NU Online News Service, April 7, 11:26 a.m. EST
New York City Mayor Michael Bloomberg has backed off a proposal to charge fees to motorists involved in an accident that requires the fire department to respond, his office says.
Recently the New York City Council introduced a measure to block the mayor from imposing what is known as an “accident tax,” or “crash tax.” The fees were slated to begin July 1.
“The city council compelled him [Bloomberg] to reconsider and we are happy about this,” says Cassandra Anderson, spokeswoman for the New York Insurance Association (NYIA). “This was a bad idea that would have set a bad precedent.”
Peter Vallone Jr., a member of the city council, had proposed the bill to block the fees. He says the crash tax would have opened the door for other public safety services to do the same.
The practice has been banned or limited in 10 states.

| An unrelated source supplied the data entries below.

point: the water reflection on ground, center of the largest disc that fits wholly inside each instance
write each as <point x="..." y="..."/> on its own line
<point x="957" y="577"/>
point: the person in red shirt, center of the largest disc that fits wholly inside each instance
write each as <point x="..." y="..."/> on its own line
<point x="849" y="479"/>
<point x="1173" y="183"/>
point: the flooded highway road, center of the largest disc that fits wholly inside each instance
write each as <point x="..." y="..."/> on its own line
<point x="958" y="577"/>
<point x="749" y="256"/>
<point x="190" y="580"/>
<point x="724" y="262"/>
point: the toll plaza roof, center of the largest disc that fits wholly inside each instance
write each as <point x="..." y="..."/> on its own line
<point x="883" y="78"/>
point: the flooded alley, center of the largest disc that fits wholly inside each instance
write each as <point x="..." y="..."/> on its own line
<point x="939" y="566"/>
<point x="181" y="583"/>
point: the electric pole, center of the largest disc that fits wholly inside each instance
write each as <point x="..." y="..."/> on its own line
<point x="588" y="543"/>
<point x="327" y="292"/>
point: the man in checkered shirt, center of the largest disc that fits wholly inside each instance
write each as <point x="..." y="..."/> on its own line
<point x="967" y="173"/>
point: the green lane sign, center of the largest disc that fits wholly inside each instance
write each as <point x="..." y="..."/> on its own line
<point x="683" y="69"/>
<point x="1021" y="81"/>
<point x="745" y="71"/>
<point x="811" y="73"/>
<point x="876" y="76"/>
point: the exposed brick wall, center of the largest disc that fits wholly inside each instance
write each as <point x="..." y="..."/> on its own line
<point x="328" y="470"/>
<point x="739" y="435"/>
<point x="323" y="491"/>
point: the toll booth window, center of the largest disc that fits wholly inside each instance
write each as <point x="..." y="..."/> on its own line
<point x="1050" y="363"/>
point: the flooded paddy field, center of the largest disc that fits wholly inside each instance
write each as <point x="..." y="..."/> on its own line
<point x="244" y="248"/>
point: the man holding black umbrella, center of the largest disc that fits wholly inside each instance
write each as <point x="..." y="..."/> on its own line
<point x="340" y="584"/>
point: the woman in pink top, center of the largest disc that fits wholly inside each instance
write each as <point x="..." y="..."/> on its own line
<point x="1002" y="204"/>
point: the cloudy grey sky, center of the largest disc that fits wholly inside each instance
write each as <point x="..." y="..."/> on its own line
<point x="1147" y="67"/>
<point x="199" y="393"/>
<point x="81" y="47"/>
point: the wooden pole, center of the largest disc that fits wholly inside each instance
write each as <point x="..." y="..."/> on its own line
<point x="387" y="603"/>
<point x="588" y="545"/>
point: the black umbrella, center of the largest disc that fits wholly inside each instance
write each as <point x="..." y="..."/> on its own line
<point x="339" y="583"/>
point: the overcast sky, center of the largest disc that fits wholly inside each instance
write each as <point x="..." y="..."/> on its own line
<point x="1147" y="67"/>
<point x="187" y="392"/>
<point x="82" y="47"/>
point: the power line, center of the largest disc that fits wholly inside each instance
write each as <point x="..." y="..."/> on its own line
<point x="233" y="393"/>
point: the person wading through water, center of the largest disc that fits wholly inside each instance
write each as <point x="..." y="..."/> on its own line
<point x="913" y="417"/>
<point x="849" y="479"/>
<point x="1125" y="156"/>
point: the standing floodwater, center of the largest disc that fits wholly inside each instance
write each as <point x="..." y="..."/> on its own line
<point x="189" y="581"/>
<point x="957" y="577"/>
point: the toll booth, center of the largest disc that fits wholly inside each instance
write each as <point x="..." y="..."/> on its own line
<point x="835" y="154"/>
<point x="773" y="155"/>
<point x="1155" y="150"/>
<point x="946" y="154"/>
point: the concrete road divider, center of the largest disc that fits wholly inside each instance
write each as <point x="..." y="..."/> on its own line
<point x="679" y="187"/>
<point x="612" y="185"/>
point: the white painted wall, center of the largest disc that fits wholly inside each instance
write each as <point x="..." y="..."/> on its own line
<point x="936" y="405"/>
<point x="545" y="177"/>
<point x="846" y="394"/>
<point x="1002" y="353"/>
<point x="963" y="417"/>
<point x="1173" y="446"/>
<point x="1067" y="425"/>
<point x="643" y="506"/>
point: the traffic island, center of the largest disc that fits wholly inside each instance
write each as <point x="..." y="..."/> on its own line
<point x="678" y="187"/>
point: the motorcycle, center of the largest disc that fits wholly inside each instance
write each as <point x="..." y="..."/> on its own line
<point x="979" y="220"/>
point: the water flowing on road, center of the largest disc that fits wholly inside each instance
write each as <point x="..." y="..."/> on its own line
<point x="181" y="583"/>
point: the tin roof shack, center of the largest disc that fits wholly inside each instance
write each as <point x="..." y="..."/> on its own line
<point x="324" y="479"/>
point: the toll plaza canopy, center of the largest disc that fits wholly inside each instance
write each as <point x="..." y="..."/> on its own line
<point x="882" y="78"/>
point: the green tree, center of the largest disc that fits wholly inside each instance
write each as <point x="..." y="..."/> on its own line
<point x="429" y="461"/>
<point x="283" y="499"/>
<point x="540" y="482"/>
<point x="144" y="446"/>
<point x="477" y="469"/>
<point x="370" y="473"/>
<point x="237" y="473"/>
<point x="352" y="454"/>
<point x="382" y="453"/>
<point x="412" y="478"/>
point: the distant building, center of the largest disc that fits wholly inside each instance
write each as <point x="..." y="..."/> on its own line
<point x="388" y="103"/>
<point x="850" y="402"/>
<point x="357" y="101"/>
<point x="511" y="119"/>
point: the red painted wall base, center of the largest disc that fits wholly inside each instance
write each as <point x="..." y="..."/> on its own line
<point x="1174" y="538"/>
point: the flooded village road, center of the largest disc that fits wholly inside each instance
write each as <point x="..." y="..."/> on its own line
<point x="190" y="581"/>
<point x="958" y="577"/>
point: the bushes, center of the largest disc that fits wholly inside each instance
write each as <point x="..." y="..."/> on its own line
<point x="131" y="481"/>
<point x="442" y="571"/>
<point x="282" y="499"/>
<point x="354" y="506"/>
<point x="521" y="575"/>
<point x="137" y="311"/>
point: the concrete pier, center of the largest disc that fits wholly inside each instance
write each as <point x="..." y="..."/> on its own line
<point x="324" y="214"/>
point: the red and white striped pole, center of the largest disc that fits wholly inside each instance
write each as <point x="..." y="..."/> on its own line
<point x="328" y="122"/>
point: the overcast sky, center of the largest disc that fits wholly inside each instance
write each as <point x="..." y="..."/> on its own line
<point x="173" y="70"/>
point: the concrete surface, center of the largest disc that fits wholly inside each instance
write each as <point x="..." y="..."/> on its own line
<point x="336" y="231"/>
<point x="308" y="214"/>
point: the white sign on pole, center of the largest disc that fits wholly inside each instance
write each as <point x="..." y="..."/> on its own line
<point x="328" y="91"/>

Earlier this month the city council in Sacramento, Calif. voted to repeal an ordinance approved in January that would have allowed a crash tax. The Association of California Insurance Companies (ACIC) says the decision was made after months of media attention and criticism. The tax there was aimed at out-of-town drivers at fault in auto accidents. Similar repeals were recently approved in Vista and Roseville, Calif., says the ACIC.
The California Legislature is considering a bill to ban local entities from charging crash taxes, says the ACIC.
The insurance industry says the practice is tantamount to “double-taxation,” and many times insurance policies do not cover it.
Paul Tetrault, Northeast state affairs manager for the National Association of Mutual Insurance Companies (NAMIC), testified before the New York City Fire Department and pointed out that “programs seeking to bill drivers and insurers for basic emergency services have been attempted and abandoned by municipalities across the country in recent years. The experience shows they are extremely unpopular because they are a form of double taxation, and they are generally ineffective as well, failing to generate revenue anywhere near expectations.”